Hardness of heart is the primary defect of this listening. When the plea of justice or mercy is heard with the ear and not the heart we say it falls on deaf ears. The problem is that it falls on a deaf heart. We see disturbing examples of people who refuse to engage with reality beyond their own advantage and rightly condemn it; how often are we the same? It is not just the powerful of the world who are hard of heart, and not only in dramatic ways.
Consider a different, perhaps more common, case. We have all had the frustrating experience of being in a conversation with someone who speaks but never listens, who is so fired up or so certain they are right that they just cannot hear you, or who “agrees” with what you are saying but enthusiastically misconstrues it. Even grabbing them and shaking them won’t help; they are listening to a conversation taking place entirely inside themselves. To listen is to go outside of self and be with others. It is a willingness to be changed, at least in some small way by addition.
Finally consider the frightening possibility that forces beyond our control shape and perhaps even destroy this ear of the heart. We have to learn to listen this way; it does not come easily, at least not for most. What happens when we are raised in a family that does not value it? What happens to the abused, the bereft by war, the simply, sadly unloved? We know that our life experiences shape us and they can shape us badly; it is no different here. Suddenly the works of mercy take on a new urgency, and here I will risk self-aggrandizement by mentioning the power of education.
Let me draw three mini-conclusions and be done. Some day I’ll have to transform this into a properly-structured talk:
If we in our vice or the world in its cruelty can destroy our power to listen, nevertheless God is ultimately the one who gives and restores it. He softens the heart with oil; He creates in me a clean heart; He makes the soul fruitful with the Holy Spirit. God calls us to obedience–to Himself and to each other–and does not leave us with no remedy. But knowing ourselves and the world, we must pray. It must be a part of our perpetual prayer that God enlarge the ear of our heart, and in prayer we will find a good use for that ear indeed.

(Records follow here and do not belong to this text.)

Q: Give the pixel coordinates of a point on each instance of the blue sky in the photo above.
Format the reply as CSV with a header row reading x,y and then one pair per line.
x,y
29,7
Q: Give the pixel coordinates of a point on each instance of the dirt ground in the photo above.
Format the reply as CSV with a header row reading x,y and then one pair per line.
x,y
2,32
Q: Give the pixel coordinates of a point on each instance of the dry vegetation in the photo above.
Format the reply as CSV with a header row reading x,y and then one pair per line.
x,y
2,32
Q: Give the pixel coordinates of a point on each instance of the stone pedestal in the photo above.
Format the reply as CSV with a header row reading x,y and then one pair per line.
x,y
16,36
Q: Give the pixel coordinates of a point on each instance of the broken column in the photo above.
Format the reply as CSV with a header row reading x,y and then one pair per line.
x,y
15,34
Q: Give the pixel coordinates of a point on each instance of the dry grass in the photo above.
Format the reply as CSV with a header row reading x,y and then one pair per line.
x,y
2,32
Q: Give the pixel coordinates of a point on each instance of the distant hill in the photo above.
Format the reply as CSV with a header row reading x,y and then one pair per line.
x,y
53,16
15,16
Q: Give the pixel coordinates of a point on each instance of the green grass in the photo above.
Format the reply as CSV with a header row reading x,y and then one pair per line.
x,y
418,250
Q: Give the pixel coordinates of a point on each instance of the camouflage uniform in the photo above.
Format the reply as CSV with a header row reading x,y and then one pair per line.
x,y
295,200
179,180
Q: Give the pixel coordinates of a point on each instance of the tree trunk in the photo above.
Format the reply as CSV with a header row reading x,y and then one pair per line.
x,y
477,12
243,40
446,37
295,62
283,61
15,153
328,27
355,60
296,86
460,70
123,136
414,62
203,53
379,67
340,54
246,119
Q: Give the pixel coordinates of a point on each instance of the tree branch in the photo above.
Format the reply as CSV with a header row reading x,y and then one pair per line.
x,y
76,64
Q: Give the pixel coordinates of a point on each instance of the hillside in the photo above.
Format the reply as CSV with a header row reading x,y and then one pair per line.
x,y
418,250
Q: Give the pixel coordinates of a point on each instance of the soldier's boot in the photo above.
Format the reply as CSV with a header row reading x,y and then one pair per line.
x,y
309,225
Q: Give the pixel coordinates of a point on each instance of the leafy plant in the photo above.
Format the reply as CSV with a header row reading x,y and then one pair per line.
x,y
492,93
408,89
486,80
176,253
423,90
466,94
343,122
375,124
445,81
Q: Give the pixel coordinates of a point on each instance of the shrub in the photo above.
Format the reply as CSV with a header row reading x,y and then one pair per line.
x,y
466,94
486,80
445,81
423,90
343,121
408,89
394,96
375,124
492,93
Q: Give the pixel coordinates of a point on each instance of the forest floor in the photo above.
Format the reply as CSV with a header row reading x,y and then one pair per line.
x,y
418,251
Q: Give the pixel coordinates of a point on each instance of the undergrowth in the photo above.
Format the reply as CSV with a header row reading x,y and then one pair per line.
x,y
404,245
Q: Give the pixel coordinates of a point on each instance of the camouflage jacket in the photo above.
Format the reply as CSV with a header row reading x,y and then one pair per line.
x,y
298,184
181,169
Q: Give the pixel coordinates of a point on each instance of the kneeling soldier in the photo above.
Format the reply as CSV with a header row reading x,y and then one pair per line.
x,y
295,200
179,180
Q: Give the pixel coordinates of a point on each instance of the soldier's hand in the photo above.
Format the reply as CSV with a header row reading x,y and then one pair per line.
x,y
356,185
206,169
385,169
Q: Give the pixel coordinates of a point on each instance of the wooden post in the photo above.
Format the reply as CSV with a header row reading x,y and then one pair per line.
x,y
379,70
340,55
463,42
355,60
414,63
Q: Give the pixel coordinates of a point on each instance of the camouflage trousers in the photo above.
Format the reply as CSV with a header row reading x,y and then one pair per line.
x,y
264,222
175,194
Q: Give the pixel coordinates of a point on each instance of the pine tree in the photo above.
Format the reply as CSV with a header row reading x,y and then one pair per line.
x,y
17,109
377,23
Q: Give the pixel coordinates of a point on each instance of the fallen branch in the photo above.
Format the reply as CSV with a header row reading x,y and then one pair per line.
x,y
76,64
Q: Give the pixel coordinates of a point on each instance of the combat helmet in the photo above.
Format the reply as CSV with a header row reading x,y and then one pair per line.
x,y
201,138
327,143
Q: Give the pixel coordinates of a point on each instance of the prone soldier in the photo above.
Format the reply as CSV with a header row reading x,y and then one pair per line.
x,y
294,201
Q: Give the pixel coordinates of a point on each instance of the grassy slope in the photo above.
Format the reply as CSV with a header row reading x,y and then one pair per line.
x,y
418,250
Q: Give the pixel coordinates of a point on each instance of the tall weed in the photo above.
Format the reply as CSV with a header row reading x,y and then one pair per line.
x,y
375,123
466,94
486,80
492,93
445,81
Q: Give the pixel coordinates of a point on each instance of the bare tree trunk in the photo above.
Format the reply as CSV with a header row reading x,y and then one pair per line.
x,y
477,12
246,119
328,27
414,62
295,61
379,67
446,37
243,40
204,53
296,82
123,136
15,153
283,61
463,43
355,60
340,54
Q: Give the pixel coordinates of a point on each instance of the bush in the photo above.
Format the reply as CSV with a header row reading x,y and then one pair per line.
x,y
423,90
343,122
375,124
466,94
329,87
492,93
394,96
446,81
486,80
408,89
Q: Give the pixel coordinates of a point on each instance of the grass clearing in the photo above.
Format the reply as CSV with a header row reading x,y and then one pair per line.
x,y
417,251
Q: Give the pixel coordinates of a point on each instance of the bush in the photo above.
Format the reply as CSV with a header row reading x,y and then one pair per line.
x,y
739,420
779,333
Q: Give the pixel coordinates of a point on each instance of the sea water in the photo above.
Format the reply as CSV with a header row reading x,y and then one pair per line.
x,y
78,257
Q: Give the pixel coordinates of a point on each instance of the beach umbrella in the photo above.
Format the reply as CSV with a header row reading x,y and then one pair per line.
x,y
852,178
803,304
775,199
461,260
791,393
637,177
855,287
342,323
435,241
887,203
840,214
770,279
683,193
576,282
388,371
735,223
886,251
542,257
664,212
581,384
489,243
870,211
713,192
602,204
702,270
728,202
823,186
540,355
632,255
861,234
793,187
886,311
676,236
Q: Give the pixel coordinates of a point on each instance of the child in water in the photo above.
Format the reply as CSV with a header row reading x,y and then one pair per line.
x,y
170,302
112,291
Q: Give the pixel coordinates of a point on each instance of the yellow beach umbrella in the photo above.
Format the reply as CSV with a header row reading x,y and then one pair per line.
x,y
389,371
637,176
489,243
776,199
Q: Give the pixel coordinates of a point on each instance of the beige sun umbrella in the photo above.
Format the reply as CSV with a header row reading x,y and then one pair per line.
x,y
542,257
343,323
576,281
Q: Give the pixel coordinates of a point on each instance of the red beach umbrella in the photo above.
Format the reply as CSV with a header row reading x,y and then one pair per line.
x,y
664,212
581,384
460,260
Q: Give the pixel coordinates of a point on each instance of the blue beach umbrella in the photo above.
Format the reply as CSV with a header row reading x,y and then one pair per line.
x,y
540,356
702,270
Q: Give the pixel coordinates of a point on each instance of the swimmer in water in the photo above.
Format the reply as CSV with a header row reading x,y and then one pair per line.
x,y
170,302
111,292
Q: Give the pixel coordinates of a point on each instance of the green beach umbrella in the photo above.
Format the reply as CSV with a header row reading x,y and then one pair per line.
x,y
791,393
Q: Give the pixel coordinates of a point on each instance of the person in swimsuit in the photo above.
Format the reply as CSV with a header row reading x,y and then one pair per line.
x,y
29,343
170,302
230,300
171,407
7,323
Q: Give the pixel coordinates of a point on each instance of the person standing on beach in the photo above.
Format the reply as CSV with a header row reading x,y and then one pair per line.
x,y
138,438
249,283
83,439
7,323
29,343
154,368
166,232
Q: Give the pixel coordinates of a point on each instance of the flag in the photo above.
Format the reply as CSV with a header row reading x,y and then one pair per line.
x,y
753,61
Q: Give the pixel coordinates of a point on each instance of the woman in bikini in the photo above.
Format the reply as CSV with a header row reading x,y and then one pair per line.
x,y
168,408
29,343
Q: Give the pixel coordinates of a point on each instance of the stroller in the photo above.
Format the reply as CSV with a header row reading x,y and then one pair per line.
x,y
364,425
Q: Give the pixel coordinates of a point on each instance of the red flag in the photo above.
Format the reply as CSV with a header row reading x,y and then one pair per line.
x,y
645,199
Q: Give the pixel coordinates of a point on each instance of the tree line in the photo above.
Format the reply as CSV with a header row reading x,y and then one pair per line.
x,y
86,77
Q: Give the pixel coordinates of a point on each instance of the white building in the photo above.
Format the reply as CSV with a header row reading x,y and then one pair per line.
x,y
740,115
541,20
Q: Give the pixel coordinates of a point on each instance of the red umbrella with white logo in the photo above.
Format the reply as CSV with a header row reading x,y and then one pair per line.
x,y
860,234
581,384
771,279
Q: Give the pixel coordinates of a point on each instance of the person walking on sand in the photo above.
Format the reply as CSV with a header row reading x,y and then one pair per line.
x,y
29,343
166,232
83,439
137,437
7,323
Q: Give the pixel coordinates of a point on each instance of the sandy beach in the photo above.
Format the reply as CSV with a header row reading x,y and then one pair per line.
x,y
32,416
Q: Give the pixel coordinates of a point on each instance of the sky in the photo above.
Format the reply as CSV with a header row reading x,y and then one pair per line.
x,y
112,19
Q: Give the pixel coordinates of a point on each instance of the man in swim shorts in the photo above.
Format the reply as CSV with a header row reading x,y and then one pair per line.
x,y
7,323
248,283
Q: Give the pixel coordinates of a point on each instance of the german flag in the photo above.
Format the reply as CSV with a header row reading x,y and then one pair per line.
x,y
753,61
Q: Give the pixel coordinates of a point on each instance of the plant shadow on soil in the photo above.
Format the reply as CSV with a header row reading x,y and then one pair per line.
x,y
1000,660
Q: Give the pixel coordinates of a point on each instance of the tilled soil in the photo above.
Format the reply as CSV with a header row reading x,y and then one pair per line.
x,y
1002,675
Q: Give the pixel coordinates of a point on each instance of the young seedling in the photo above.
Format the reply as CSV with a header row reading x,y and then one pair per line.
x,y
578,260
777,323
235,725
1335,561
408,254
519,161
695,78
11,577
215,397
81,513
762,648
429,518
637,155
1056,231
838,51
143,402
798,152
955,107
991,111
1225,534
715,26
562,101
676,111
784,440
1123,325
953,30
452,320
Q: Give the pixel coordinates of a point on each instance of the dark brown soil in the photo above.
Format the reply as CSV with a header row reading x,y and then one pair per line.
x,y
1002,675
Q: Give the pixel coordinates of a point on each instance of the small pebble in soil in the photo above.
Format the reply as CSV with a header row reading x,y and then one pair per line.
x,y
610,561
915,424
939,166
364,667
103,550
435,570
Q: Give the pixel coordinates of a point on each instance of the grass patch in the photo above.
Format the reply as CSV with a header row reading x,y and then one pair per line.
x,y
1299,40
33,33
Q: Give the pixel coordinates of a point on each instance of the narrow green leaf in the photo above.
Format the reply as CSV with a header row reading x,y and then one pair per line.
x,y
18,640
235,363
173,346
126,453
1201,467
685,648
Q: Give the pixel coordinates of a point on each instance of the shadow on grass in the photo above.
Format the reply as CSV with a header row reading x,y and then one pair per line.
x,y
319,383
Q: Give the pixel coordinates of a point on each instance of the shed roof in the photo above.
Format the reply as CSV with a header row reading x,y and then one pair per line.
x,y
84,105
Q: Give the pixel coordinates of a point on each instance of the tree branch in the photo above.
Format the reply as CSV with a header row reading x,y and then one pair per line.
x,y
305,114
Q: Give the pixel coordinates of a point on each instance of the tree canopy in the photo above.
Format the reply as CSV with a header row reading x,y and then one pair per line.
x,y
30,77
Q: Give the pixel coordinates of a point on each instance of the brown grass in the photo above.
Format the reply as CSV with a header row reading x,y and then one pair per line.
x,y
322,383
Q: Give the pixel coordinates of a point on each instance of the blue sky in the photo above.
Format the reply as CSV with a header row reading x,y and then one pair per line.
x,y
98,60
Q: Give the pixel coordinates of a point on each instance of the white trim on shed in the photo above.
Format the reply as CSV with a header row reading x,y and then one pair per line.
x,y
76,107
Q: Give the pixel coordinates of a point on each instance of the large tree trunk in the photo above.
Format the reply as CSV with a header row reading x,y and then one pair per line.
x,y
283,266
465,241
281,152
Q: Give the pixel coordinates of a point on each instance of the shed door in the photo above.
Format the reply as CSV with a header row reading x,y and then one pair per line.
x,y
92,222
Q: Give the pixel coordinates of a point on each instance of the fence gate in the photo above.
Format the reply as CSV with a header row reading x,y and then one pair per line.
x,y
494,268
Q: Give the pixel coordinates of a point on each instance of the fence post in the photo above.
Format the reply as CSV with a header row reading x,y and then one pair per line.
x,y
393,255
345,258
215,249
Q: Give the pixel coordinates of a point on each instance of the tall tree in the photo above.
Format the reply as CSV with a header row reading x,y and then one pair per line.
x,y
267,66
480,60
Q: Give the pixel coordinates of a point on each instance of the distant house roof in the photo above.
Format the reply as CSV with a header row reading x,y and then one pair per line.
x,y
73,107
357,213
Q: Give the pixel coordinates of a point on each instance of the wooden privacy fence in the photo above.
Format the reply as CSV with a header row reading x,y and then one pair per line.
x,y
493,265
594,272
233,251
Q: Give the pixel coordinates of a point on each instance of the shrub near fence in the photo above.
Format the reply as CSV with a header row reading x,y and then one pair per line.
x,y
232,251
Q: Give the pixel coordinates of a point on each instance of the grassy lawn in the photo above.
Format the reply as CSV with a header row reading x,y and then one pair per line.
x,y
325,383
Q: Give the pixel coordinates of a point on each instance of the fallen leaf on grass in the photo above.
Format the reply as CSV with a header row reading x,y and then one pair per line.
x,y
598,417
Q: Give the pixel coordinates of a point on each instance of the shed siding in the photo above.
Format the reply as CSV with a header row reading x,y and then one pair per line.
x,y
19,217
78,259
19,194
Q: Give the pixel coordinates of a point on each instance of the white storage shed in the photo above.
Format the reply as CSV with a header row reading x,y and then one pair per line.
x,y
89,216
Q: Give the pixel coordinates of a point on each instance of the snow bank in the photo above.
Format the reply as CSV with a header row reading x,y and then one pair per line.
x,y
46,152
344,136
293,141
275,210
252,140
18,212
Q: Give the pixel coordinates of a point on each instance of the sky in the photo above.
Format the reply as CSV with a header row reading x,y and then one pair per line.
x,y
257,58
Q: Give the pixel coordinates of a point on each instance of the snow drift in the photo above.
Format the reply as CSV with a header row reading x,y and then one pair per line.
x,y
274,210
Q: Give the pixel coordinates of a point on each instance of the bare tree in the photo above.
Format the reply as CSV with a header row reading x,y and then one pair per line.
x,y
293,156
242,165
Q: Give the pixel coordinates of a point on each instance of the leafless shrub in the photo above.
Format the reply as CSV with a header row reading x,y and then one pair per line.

This is why silence plays an important role in the Rule and monastic life. Whether or not one is disposed by personality to enjoy silence, it is an essential tool in learning to listen. We live in a world of agitation that cultivates a promiscuity of the senses; silence is the abstinence in which we can begin to hear. The more intentionally we enter into silence the more intentionally we can can listen.
It even comes back around to the theme of this blog. Have you ever had a teacher not understand your question and answer a very different one instead? Maybe you were the one who was confused, but maybe not; this power of listening with full engagement is one of the key attributes of a teacher. It is the ability to see the problem from the student’s side, to see where the student is failing to understand so as to bring the best remedy. All who have this teach; not all employed by a school have it.